ESPE Abstracts (2019) 92 P2-145

Neonatal Hypo-ketotic Hypoglycemia Secondary to Transient Hyperinsulinism. Diazoxide Responsiveness and Experience with Fasting Test after Treatment Withdrawal

Luis Salamanca1, Nerea Itza1, Cristina Mora1, Jesús Dominguez1, Miguel Sáez de Pipaón2, Angel Campos3, Isabel González1

1Pediatric Endocrinology. La Paz University Hospital, Madrid, Spain. 2Neonatology. La Paz University Hospital, Madrid, Spain. 3Institute of Medical and Molecular Genetics (INGEMM), IdiPAZ, CIBERER U753, ISCIII. La Paz University Hospital, Madrid, Spain

Introduction: Transient hyperinsulinism is described in neonates with stress factors (intrauterine growth restriction (IUGR), large for gestational age (LGA), perinatal asphyxia, infants of diabetic mother etc.). Recognition and early treatment is prioritary to avoid neurological morbidity related with recurrent hypoglycemia.

Objective: Describe the incidence of transient hyperinsulinism. Clinical characterization and treatment response in neonates with hypoglycemia due to hyperinsulinism (monogenic forms excluded) admitted to a tertiary hospital NICU from 2015 to 2018.

Materials: Prospective cohort study. Newborns > 7 days of age, with diagnostic criteria for hyperinsulinism: non ketotic hypoglycemia with detectable insulin levels, reduced free fatty acids, glucose infusion rate > 10mg/kg/min, and positive response to glucagon test).

Results: Of 3525 patients admitted, 0.8% (N = 28) presented hypoglycemia secondary to transient hyperinsulinism. Ratio male/female: 57/43%. Ethnic group: 57% Caucasian, 15% Asian, 4% Hispanic American, 10% African and 4% Arabians. 78% were preterm babies (median 33 weeks of gestational age), 71% birth weight or height <-1.6 SD (median height of -1.9 SD and -2.1 SD). The median diagnosis age was 26 days (IQR 11-29 days), with enteral feeding exclusively. Median blood glucose at diagnosis was 1.94mmol/L (IQR 1.66-2.28mmol/L), 3 patients (10%) were infants of diabetic mother and 40% presented acidosis with cord blood pH<7.20.

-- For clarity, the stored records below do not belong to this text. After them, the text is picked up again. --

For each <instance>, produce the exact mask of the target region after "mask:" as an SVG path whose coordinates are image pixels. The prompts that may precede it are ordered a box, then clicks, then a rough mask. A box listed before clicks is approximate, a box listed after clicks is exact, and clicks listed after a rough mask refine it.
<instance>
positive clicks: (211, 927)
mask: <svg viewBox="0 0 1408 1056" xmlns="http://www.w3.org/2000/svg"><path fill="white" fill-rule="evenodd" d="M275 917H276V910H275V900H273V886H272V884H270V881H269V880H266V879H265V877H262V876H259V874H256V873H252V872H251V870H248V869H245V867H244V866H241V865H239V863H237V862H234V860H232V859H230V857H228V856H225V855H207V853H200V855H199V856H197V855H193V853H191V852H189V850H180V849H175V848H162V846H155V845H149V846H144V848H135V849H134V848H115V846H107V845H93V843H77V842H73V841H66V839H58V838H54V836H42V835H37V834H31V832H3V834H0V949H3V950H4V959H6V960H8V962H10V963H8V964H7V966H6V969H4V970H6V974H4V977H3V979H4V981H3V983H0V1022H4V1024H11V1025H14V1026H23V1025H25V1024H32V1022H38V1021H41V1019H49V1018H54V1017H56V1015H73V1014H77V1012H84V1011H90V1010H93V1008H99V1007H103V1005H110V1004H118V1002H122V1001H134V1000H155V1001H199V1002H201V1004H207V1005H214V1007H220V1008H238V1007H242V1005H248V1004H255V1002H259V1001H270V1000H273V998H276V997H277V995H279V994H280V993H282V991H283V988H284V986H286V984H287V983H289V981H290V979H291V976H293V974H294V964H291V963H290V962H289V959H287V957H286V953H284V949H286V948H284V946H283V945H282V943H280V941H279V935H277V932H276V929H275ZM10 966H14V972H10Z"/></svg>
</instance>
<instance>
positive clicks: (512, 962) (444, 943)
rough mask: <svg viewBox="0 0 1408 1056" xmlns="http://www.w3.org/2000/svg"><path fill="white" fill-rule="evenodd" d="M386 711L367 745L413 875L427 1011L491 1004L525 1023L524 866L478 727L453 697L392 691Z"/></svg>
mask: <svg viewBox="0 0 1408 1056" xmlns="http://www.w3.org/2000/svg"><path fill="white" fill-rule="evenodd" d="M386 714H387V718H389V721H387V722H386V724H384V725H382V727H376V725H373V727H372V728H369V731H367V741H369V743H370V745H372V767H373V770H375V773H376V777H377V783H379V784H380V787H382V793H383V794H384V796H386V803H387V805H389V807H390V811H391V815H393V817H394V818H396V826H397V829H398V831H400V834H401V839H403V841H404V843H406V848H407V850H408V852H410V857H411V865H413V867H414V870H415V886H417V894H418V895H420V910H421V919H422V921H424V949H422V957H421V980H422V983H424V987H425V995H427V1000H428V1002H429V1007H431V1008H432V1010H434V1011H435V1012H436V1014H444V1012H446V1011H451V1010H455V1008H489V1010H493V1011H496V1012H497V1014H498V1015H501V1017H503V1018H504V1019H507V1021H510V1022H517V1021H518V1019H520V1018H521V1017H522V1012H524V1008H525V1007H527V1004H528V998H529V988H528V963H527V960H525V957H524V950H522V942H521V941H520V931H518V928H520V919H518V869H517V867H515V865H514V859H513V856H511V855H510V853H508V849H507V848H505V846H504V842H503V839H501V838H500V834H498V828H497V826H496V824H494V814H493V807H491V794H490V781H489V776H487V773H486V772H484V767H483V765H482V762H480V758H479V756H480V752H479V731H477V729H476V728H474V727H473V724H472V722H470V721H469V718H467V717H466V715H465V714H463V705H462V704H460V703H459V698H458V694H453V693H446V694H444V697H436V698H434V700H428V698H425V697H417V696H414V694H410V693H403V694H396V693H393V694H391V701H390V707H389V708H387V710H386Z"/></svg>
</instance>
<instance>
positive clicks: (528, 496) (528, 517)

85% received diazoxide treatment (dose ranged between 5-10mg/kg/day), presenting as most prevalent side effects hypertrichosis (91%) and edema (25%).

Diazoxide median treatment duration was 91 days (IQE 43-109). The response was positive in 100%, with a fasting test performed on an outpatient basis, with glycemia > 60mg/dl after 10 hours of fasting after treatment withdrawal.

Comparing preterm with term neonates, no significant differences were found regarding diazoxide treatment duration, maximum carbohydrate intake or resolution age.

Molecular study was carried out through guided NGS in 70% of patients. No mutations were found so far in genes involving monogenic hyperinsulinism (ABCC8, KCNJ11, HNF4A, GLUD1, HADH, SLC16A1, GCK, UCP2, HNF1A, AKT2, INSR, CACNA1D), however, probably pathogenic variants were found in other candidate genes.

Conclusions: Transient hyperinsulinism is a prevalent entity to be considered in neonates with risk factors. In our series, term newborns presented transient hyperinsulinism (21% of patients) and newborns with weight and/or height appropriate for gestational age (28%). Low dose diazoxide treatment is effective. The fasting test could be useful for safe treatment withdrawal when resolution is suspected.